This emotional intensity reaches its peak in the slowed-down song “Go Find Yourself or Whatever.” With its steady beat and mellow sound, Jepsen’s voice loses its upbeat pop-music tones as she sentimentally croons “So go find yourself or whatever I hope it treats you better than I could do And I'll wait for you.” It feels like a country-style ballad in the best way possible. Her lyrics viscerally capture her maturity — the responsibility is on her lover to find themselves, it is not her burden. The singer behind is wiser than the relentlessly romantic head-over-heels persona she first embodied in “Call Me Maybe.”

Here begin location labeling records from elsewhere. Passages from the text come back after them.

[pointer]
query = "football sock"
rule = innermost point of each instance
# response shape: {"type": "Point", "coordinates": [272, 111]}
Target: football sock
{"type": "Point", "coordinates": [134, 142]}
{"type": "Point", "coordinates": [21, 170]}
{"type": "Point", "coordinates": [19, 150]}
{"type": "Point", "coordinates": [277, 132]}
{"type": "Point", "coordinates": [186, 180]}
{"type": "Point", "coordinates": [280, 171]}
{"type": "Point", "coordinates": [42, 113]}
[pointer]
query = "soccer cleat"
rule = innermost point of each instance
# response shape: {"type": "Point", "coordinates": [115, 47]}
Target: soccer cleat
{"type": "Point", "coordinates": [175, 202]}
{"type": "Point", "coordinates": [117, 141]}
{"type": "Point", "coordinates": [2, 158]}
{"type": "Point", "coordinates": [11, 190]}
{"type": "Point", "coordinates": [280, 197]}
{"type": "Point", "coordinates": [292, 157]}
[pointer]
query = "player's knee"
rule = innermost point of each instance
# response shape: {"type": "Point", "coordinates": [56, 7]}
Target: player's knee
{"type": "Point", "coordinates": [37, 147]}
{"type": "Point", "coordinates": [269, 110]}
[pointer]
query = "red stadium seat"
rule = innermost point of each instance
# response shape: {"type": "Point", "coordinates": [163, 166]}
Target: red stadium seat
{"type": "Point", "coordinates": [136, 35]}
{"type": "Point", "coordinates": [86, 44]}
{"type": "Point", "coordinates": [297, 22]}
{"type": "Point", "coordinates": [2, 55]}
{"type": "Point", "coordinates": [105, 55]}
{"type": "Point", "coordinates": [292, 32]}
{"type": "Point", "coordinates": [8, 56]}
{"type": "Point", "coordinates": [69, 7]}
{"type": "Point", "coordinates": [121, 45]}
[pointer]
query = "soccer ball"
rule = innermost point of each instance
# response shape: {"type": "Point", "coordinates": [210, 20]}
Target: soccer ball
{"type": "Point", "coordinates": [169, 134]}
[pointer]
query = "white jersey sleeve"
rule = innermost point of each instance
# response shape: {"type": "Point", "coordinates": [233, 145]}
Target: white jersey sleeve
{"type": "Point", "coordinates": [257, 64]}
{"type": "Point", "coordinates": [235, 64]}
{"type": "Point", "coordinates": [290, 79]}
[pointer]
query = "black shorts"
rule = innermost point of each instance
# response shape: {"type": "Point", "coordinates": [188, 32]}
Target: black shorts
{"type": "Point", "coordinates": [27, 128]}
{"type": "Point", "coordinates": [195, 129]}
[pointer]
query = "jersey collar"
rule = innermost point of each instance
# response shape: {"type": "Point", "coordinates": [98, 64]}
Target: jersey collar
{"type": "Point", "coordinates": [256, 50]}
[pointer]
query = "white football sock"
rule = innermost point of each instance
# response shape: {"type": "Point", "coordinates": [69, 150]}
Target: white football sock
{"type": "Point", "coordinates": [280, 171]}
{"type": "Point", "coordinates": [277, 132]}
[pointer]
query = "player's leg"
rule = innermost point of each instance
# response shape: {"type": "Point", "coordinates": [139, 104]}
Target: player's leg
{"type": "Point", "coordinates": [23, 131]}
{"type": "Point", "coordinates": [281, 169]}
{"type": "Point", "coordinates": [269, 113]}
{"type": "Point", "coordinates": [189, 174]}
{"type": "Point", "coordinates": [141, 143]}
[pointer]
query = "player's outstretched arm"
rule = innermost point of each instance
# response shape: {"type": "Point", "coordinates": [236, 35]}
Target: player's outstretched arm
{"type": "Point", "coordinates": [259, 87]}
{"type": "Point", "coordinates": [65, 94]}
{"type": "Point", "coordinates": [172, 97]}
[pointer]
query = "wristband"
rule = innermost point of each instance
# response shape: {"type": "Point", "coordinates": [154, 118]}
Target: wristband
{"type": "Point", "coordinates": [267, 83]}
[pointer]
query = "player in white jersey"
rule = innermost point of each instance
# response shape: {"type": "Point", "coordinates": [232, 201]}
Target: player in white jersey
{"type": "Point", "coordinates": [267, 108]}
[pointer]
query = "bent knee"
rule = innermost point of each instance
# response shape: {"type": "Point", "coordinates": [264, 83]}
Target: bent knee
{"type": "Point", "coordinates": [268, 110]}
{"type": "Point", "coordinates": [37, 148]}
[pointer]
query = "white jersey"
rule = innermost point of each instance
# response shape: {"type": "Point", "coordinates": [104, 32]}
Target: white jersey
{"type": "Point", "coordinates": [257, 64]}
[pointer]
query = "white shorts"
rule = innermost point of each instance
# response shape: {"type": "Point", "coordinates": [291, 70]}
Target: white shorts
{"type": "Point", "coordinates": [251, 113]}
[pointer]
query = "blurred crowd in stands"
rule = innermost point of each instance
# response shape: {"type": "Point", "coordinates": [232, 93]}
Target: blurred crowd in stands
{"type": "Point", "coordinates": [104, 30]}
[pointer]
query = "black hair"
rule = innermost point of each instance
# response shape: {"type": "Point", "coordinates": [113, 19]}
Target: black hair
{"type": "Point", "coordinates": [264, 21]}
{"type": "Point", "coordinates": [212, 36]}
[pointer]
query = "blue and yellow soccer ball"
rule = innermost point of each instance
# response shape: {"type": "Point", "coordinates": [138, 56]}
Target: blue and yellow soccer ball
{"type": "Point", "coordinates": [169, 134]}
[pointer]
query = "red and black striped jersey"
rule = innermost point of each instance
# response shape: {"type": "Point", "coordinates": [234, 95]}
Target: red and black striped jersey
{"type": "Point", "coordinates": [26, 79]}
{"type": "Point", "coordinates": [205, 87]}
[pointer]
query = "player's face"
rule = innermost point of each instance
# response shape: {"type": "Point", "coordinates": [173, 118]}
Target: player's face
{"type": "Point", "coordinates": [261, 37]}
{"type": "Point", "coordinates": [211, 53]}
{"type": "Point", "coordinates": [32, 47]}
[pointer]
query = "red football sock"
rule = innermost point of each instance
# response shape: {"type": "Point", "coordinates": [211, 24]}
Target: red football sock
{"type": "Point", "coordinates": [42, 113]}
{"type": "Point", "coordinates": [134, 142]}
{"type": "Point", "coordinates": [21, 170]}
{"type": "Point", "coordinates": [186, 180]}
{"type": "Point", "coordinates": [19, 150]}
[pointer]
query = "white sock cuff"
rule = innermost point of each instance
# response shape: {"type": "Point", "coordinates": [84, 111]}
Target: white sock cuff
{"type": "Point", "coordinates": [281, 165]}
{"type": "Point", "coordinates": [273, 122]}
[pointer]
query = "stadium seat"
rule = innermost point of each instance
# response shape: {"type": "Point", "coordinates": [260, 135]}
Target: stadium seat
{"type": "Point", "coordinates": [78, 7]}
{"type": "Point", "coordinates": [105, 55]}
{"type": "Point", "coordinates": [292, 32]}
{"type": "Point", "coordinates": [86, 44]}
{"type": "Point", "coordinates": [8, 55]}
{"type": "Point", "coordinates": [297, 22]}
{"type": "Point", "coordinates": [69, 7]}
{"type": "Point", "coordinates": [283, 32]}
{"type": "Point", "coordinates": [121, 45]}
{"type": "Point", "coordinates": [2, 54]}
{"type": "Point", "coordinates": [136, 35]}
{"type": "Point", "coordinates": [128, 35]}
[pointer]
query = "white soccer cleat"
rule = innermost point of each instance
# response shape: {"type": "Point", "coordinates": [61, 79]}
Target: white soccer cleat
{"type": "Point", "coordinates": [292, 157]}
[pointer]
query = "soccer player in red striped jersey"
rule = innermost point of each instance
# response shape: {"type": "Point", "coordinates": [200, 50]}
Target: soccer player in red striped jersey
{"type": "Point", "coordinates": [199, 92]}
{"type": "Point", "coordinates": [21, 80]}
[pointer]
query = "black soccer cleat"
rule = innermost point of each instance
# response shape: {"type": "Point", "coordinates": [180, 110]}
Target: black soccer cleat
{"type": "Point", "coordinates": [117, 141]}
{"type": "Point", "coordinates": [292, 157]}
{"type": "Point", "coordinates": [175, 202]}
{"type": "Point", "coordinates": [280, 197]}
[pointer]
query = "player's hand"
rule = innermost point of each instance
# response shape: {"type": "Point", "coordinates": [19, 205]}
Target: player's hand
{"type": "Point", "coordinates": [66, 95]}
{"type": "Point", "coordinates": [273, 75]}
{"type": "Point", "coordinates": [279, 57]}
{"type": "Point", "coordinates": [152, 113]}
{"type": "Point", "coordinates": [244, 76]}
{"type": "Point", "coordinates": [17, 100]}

It is after this considered portrayal of relationships that the title track “The Loneliest Time” comes up. In light of her ruminations on love, destiny, and growth, it is impossible to see the famous line “I’m coming back for you baby!” as just another fun disco-party call-to-action. It is weighed with a certain melancholic undertone, a fraught longing. Its energetic beat breaks through the contemplation with a payoff that feels rejuvenating and fresh but considered. She takes her listeners on her journey to maturity.

A quick note must be made of the three bonus tracks: “Anxious,” “Thinking Over The Weekend,” and “Keep Away.” It is obvious why they are relegated to bonus tracks: They don’t fit within the narrative of growth and empowerment that her album carefully charts out. This separation speaks to a unified artistic vision that shines through.

While the experimentation with different sounds may at times feel incohesive, it is a fresh breath of air for an artist who’s been around since 2008. Being released on the same day as Taylor Swift’s album “Midnights” might have drawn some of the focus away from Jepsen, but hers is an album worth listening to, especially for fans who have followed her since her earlier days. Do not be fooled by her TikTok fame, this is an album that breaks away from pop trends to present an important message about self-reflection. The album makes it clear: Jepsen has grown as both a person and an artist.